Survey Content

Survey

Whether a tool is user-friendly is an essential factor in evaluating the usability of the tool. We attempt to compare the usability of the available tools (i.e., LibID, LibPecker, ORLIS, LibRadar, LibD, and LibScout) from three aspects: 1) the installation and setup process, 2) the usage steps, and 3) the result presentation.

To assess them objectively, we design a questionnaire and recruit participants to rate these tools from the three aspects.

Participant Recruitment. We recruit 20 people from different industrial companies and universities via word-of-mouth, who are developers in IT companies, post-doc, Ph.D. students, etc. To minimize the interference factors due to lack of professional factors of participants, all the participants we recruited have over three years of experience in Android app development, and they are from different countries such as Singapore, Germany, China and India. Besides, they did not install or use these tools before. The participants received a $50 coupon as a compensation of their time.

Experiment Procedure. We provided the links of the source code together with the instruction files that guide participants to install and use these tools. Note that since some tools require users to take apks (and TPLs) as input, we also provide another repository containing some sample apps and sample TPLs in case that participants have no idea about where to download the input data, which may hinder the process of using them. In fact, when conducting it in the real world, it is even more difficult since users have to find where to download and collect these input datasets, especially for the tools that require a ground-truth database beforehand. We ask the participants to install and use these six tools one by one, and rate each tool from the aforementioned three aspects. The specific rating criteria can be seen in TABLE 1. All participants carried out experiments independently without any discussions with each other and they were encouraged to write some comments about each tool. After finishing the tasks, we also interviewed them about the user experience with detailed records.
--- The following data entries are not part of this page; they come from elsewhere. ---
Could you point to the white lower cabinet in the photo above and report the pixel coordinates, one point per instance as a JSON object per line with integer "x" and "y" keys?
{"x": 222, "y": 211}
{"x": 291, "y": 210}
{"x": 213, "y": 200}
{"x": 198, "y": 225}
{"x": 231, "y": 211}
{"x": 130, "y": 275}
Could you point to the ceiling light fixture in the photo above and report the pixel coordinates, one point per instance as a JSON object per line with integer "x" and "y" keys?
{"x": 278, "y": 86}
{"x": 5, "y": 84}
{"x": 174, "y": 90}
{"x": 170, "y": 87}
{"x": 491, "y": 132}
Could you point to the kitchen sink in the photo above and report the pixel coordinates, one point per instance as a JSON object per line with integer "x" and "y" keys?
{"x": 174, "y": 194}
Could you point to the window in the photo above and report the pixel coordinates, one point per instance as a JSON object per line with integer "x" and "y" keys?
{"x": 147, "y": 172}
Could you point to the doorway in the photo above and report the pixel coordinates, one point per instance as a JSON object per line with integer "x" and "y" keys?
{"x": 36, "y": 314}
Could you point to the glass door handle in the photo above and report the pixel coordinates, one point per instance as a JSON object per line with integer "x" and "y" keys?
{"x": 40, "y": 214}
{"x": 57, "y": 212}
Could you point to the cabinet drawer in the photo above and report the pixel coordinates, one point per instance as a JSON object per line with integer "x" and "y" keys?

TABLE1. Rating options for each item in the questionnaire

Results

Figure1 shows the results of the questionnaire. For each rating item, we take the average of the rating stars from all participants. According to Figure1, we can find that LibRadar gets the most stars while ORLIS receives the lowest score.

Installation.

As for the installation process, LibPecker gets the highest score (4 stars) since it only needs one command, and LibID is regarded to be the most complicated one because it requires participants to install the Gurobi Optimizer and register the license by themselves.

Some users commented that:

"When I first installed LibID, I spent about 2 hours. Installing the necessary dependency (e.g., Gurobi Optimizer) takes most of my time since the instruction is confusing."

"The design of the website of Gurobi Optimizer is terrible. It is difficult to follow the instructions because some of them are scattered."

Both LibRadar and LibD get 3 scores because they just need to install basic Java and python running environment and then users can run them.

The installation of ORLIS and LibScout is almost acceptable (2.5 stars). Both of them require users to download the Android SDK. Besides, ORLIS requires users to download some dependencies and TPLs to make it run.

Usage.

As for the usage, LibRadar and LibD get the highest scores, while LibID is regarded as the most unsatisfactory tool. Participants said they consider more about the execution efficiency of the tools when using them:

"For LibID, LibPecker and ORLIS, I have to wait for several minutes for some apps, sometimes LibID even needs more than 30 minutes to get the results. That's too long for me. While the execution time of LibRadar and LibScout is more acceptable."

"LibID usually gets crash when detecting some TPLs. For me, it does work when processing the TPL named AppLovin, while crashes when processing the TPL named Dropbox."

In fact, the reason for such crashes of LibID is that the size of these TPLs is too large. LibID needs to load all the TPLs and apps into the memory first; its detection strategy usually consumes many computing resources, especially the memories and CPU. When users input many large size TPLs, it will crash when it exceeds the memory.

Another reason that may affect the rating is that LibID, ORLIS and LibPecker would report an error when processing some ``.aar'' files and users need to modify them manually to proceed with the detection process.

Output.

According to the results, participants thought the detection results of LibID, LibRadar, and LibScout are much easier to understand; and ORLIS gets the lowest score since it only provides the matching relations of the class name, without telling the apps or TPLs that the class belongs to, making participants confused.

"The results of LibID, LibRadar and LibScout are easy to understand. All of the results are represented in ``.json'' format, I can quickly find the in-app TPLs, the similarity value and other meta information."

The result provided by LibD is the MD5 of TPLs, which requires users to find the used TPLs by mapping with the database file provided by LibD:

"I can understand the result of LibD, but not very direct and clear. Some information that I really interested in is missing, e.g., the similarity value and library name."

Conclusion

LibRadar gets the highest score from participants mainly due to its simple usage and user-friendly output format, which is regarded as the most easy-to-use tool. ORLIS should be improved most, especially the result representation.